Des chercheurs identifient les causes de l’échec des glandes salivaires
Des études récentes mettent en lumière les mécanismes sous-jacents à l’échec de certaines glandes salivaires, un problème particulièrement préoccupant pour les patients atteints de cancer ayant subi une radiothérapie au niveau de la tête et du cou, ainsi que pour les personnes vivant avec le syndrome de Sjögren, les diabétiques et les personnes âgées. La production réduite de salive et la sécheresse buccale qui en résulte peuvent avoir des conséquences majeures sur la qualité de vie.
La sécheresse buccale, connue médicalement sous le nom de xérostomie, complique des activités essentielles telles que manger, parler et déglutir. De plus, elle altère la perception des saveurs et augmente le risque de caries dentaires et d’infections buccales. Ces difficultés touchent non seulement le bien-être physique, mais également le bien-être psychologique des individus concernés.
Selon des données de l’INSEE, environ 30% des personnes âgées de plus de 65 ans souffrent de sécheresse buccale, un symptôme souvent négligé qui mérite une attention accrue. De plus, les patients ayant reçu une radiothérapie pour des cancers de la tête et du cou sont particulièrement vulnérables, avec jusqu’à 80% d’entre eux présentant des symptômes de xérostomie.

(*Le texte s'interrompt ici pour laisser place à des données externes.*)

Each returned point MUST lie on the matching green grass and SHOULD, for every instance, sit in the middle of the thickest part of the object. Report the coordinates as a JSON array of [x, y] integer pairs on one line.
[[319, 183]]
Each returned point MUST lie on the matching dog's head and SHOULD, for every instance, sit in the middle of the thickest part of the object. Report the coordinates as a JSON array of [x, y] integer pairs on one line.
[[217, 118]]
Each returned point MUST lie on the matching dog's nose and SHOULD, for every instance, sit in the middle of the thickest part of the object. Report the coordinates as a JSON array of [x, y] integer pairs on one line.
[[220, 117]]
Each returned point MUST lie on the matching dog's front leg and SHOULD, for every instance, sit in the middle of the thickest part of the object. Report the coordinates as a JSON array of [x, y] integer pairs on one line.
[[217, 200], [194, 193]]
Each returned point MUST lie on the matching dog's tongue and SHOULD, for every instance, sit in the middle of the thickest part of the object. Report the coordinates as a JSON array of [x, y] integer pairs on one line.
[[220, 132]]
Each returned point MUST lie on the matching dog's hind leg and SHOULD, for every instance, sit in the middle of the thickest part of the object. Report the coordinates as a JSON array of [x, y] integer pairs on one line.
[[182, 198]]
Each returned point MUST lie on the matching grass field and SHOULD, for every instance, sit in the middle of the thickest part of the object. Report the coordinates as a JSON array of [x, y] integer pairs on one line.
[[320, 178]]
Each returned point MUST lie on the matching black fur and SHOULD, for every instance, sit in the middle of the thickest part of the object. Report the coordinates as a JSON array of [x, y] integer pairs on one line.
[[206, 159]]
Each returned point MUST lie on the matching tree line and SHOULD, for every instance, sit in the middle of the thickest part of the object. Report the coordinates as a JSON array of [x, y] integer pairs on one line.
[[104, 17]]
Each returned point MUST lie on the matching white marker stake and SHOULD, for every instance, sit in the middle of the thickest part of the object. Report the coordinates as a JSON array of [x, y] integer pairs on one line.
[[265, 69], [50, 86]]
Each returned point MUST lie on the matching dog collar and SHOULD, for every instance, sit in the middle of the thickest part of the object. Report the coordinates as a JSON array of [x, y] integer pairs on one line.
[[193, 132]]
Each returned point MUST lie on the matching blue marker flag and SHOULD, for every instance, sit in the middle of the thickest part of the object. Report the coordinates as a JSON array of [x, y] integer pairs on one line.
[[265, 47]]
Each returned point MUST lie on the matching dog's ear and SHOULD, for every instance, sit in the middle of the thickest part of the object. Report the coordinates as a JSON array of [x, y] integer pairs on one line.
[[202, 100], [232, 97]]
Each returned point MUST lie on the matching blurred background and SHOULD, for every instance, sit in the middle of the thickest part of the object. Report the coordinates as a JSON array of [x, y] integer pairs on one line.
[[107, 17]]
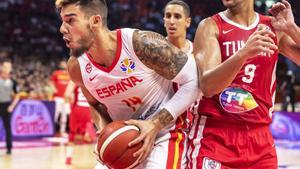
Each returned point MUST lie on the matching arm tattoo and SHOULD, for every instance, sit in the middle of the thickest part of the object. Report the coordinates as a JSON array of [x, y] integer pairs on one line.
[[158, 54], [164, 118]]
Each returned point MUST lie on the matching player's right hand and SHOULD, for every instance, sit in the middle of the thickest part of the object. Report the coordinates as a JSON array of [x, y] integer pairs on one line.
[[260, 41], [95, 152]]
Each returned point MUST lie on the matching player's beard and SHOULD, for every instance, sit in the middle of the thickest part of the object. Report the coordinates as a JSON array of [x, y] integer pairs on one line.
[[84, 44]]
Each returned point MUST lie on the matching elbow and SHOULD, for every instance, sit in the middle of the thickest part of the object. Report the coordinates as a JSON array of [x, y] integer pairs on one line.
[[207, 89]]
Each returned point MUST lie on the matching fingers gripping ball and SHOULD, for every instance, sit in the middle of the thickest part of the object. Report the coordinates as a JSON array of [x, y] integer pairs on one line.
[[113, 147]]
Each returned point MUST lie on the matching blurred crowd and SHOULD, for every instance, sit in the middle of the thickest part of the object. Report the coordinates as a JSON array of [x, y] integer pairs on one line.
[[30, 33]]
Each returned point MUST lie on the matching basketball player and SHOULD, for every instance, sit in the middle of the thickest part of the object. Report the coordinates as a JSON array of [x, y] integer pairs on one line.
[[127, 74], [236, 52], [79, 119], [59, 81], [8, 100], [176, 21]]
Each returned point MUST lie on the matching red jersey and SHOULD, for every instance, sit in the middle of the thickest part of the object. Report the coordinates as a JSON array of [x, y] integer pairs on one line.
[[250, 97], [60, 78], [79, 99]]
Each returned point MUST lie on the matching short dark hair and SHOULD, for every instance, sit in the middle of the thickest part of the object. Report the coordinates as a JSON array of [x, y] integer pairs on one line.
[[185, 6], [90, 7]]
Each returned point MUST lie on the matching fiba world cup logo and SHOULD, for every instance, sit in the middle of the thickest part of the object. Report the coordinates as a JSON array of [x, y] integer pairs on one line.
[[127, 66]]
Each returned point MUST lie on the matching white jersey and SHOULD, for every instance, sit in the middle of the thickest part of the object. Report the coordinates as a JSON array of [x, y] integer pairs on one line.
[[128, 88]]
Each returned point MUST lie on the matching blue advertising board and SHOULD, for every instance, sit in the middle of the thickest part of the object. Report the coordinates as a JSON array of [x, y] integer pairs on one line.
[[286, 126], [32, 118]]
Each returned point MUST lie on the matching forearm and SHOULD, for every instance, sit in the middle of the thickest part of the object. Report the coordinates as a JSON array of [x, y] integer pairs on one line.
[[214, 81], [294, 33], [184, 97], [162, 119]]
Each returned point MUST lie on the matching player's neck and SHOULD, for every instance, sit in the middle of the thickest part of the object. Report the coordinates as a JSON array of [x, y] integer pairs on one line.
[[103, 51], [244, 15], [179, 42]]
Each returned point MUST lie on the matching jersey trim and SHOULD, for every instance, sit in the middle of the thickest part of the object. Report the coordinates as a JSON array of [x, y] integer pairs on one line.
[[117, 57], [253, 25]]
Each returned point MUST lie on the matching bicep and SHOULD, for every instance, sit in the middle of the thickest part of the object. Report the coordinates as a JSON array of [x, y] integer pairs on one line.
[[206, 46], [69, 89], [158, 54], [289, 48]]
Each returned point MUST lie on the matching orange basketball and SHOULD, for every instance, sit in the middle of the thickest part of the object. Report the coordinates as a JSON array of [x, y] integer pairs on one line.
[[113, 147]]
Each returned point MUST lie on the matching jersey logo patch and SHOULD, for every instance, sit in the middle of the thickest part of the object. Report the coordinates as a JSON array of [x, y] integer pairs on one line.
[[227, 31], [88, 68], [237, 100], [210, 164], [127, 66]]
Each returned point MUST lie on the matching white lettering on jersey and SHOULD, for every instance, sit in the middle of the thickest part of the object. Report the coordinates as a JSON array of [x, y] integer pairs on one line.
[[232, 47], [119, 87]]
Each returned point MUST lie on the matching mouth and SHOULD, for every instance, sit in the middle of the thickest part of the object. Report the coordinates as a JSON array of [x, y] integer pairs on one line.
[[172, 30], [68, 41]]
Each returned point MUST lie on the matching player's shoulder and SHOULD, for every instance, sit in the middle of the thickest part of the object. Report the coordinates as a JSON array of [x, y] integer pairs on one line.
[[74, 70], [208, 26]]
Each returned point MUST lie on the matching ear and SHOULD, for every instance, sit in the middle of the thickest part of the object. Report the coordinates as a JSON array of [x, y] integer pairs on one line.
[[164, 22], [95, 21], [188, 22]]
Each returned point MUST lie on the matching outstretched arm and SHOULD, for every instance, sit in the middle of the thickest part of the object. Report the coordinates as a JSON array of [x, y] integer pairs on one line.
[[99, 112], [215, 76], [173, 64], [289, 33]]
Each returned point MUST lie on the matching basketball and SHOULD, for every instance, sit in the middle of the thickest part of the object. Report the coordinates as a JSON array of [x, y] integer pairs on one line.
[[113, 147]]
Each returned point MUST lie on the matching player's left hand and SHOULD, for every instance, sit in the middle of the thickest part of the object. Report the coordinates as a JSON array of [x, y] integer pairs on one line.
[[148, 134], [282, 17]]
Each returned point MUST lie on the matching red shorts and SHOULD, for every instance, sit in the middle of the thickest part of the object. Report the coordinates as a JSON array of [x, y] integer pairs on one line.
[[219, 145], [79, 118]]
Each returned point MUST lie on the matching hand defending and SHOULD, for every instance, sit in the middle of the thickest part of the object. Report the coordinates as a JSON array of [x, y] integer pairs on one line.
[[282, 16], [148, 135], [260, 41]]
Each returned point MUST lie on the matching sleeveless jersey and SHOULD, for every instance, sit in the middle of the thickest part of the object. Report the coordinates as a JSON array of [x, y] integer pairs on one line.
[[128, 88], [250, 97], [79, 99]]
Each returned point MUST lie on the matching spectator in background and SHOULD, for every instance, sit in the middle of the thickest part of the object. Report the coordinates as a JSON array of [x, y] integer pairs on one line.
[[8, 100], [59, 80]]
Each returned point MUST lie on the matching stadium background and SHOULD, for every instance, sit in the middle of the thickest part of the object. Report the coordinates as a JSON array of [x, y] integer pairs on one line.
[[29, 36]]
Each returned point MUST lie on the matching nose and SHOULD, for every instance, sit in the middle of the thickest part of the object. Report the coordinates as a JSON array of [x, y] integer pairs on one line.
[[63, 29], [172, 20]]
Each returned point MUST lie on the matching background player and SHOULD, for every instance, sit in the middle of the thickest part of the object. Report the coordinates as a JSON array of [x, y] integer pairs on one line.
[[176, 21], [59, 81], [236, 54], [80, 121], [8, 100], [127, 74]]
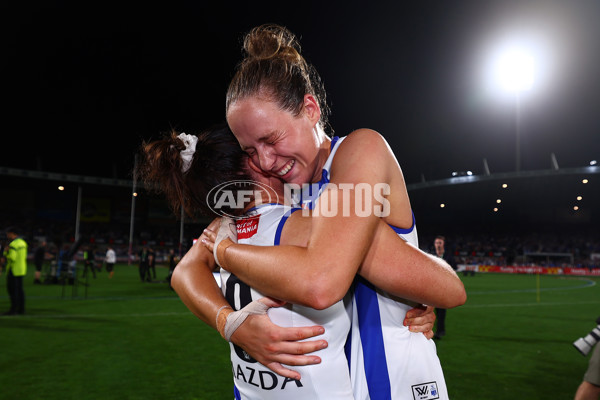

Ces conditions soulignent l’importance d’une gestion proactive de la santé buccale, particulièrement pour les groupes les plus à risque. Une meilleure compréhension des mécanismes cellulaires impliqués dans le fonctionnement des glandes salivaires pourrait conduire à des traitements plus efficaces pour atténuer ces symptômes et améliorer la qualité de vie des patients.
Source : INSEE.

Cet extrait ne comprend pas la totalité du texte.